13 de junho de 2015

Monólogos - Maya

Maya é uma personagem inspirada na lendária Maya Angelou. Após anos de solidão Maya se vê confrontada pela volta de um antigo amor. Ela sofre muito, porque sofre no presente e paralelamente volta a sofrer como no passado. Não há dúvidas, o amor dói, mas será que toda a dor valeria a pena?

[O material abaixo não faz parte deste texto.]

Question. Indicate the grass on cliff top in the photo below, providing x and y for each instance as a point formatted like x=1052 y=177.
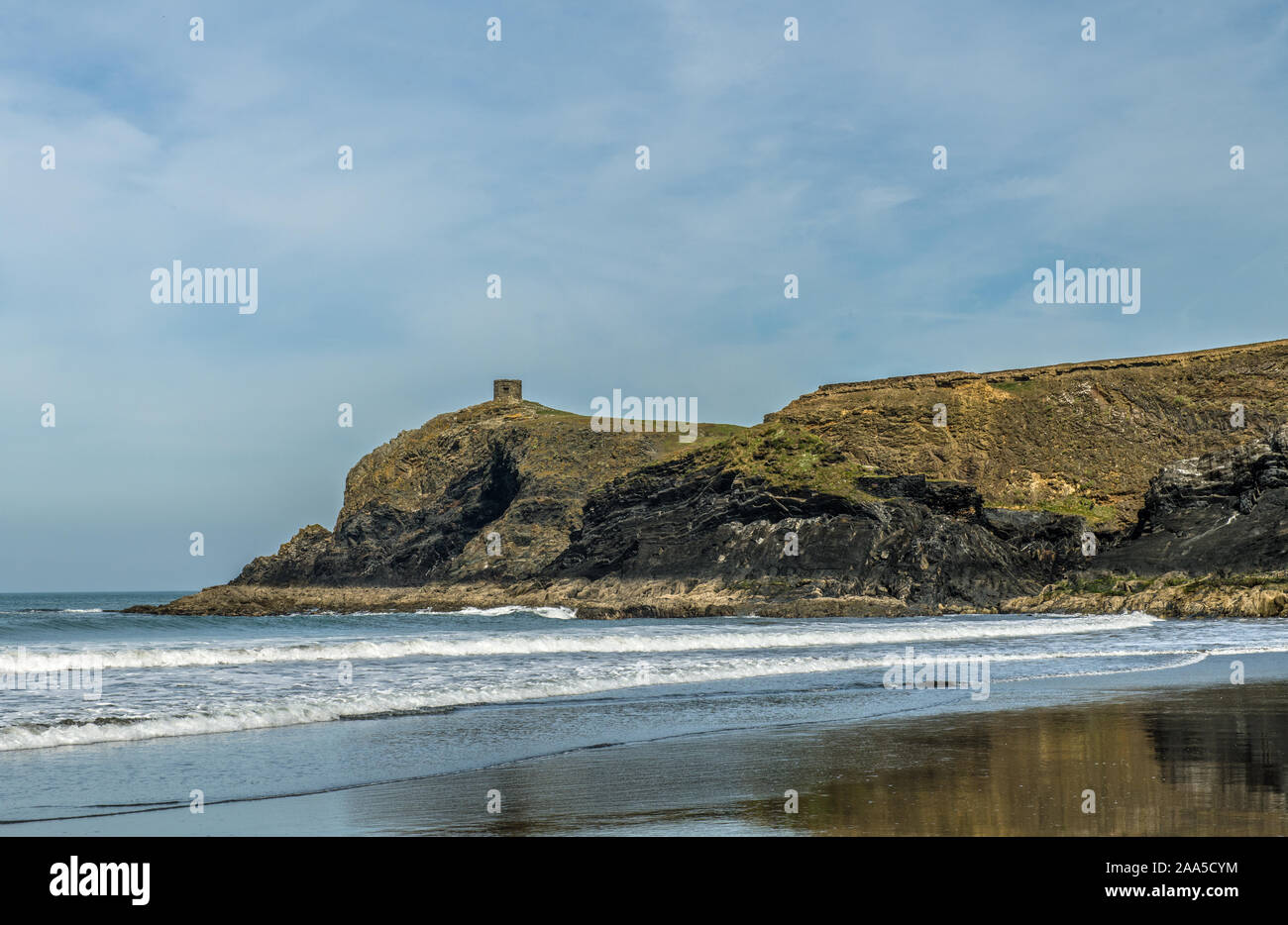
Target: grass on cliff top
x=787 y=457
x=1095 y=514
x=1122 y=585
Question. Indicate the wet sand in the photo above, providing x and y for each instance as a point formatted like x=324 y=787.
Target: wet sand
x=1206 y=761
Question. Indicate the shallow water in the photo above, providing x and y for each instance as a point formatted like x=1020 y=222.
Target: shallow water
x=244 y=707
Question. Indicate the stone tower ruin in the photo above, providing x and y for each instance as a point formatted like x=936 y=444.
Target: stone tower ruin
x=507 y=390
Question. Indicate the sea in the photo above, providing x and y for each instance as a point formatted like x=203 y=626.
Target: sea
x=138 y=723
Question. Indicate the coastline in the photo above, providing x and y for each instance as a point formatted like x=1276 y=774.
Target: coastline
x=1172 y=595
x=1177 y=752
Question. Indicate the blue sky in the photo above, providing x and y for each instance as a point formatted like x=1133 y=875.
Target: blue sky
x=518 y=157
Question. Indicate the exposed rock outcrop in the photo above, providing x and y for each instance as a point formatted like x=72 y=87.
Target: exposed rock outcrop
x=848 y=501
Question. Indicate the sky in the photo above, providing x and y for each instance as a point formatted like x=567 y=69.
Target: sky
x=518 y=157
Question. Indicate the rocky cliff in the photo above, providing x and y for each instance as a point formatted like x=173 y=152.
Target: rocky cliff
x=956 y=491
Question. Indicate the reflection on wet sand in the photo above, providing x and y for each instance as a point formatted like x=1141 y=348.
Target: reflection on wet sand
x=1202 y=762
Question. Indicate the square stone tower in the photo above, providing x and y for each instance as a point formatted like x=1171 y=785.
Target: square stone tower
x=507 y=390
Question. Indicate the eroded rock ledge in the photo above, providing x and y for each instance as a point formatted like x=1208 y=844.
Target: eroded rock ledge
x=799 y=517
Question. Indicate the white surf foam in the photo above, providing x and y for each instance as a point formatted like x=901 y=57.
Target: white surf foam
x=299 y=711
x=603 y=641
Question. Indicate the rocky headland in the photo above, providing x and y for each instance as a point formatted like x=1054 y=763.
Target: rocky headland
x=1153 y=483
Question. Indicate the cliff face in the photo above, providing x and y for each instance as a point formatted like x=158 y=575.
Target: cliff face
x=1077 y=438
x=420 y=508
x=709 y=517
x=1227 y=512
x=850 y=500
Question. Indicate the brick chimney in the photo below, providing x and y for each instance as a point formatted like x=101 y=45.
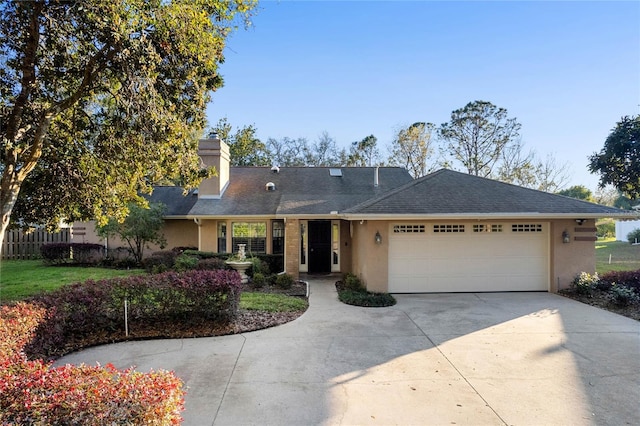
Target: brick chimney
x=214 y=152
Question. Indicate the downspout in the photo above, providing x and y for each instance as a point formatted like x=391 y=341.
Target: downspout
x=198 y=222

Você diz que mudou, como? Quer voltar, mas não consegue pedir desculpas, não acha que errou e não consegue fingir. Diz que é sincero demais, fala o que deve, não o que quer. Pequenas doses de ilusão e falsas esperanças, são necessárias para o mantimento de um nível mínimo de sanidade. Priorizar a verdade à compaixão, aí está o erro, às vezes ilusões são necessárias, porque a verdade dói, e quem ama tem medo de machucar.

Por que você quer voltar? Será que finalmente encontrou alguém tão visceral quanto você? Espero que não, apesar de tudo não lhe desejo dor. Ainda te amo. Por te amar tanto não lhe suporto ao meu lado, me machucando.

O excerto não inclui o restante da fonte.